Some people seek out the Lord with agonizing questions, some with a desperate need for joy, some with a need for significance, some with burdens of guilt, some bleeding relationships...all I wanted was peace, and good night's rest in a safe haven...words cannot express (and I can barely see my typing through these tears at 36,000 feet) what the Prince of Peace brought to me and means to me today. I 'got what I came for' (although I could not have articulated the content and contours of the vague pain and alienation and fear that characterized my heart then at 20 years old), but I got so much more...I didn't ask for life, but somehow it rubs off on you if you 'hang out with' the Bread of Life...I didn't ask for joy, but the brief, but intense, moments of quiet celebration that I experience daily cannot be denied...I didn't ask for true gentleness (I already had 'lack of confrontation due to fear'--I have found there to be a huge, huge difference between the two!), but I see it emerge from my heart sometimes ;>)

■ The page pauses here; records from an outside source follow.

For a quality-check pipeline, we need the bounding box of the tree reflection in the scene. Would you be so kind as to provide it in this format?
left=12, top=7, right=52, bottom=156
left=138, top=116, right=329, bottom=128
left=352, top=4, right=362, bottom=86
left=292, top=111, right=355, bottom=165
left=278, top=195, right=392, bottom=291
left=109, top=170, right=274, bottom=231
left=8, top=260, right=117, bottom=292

He salvaged my life--through powers and influence somehow unleashed at the Cross that I will never fathom--and now, for all its turbulence and all its fragmentation and all its failures, my life is now a quiet, but eagerly anticipated daily adventure...I have a Shepherd who carries me through dangerous places, I have a Leader who challenges me to 'keep up', I have a Guide who warns me of the treacherous paths, I have a Counselor who helps me pick up the pieces, and I have a Teacher who pushes me and questions me and tests me and is pleased when I make good grades ;>)...I no longer walk alone...and life is not so scary for little glenn anymore...
Can there be any wonder why I pour my life into trying to answer people's questions in this Tank?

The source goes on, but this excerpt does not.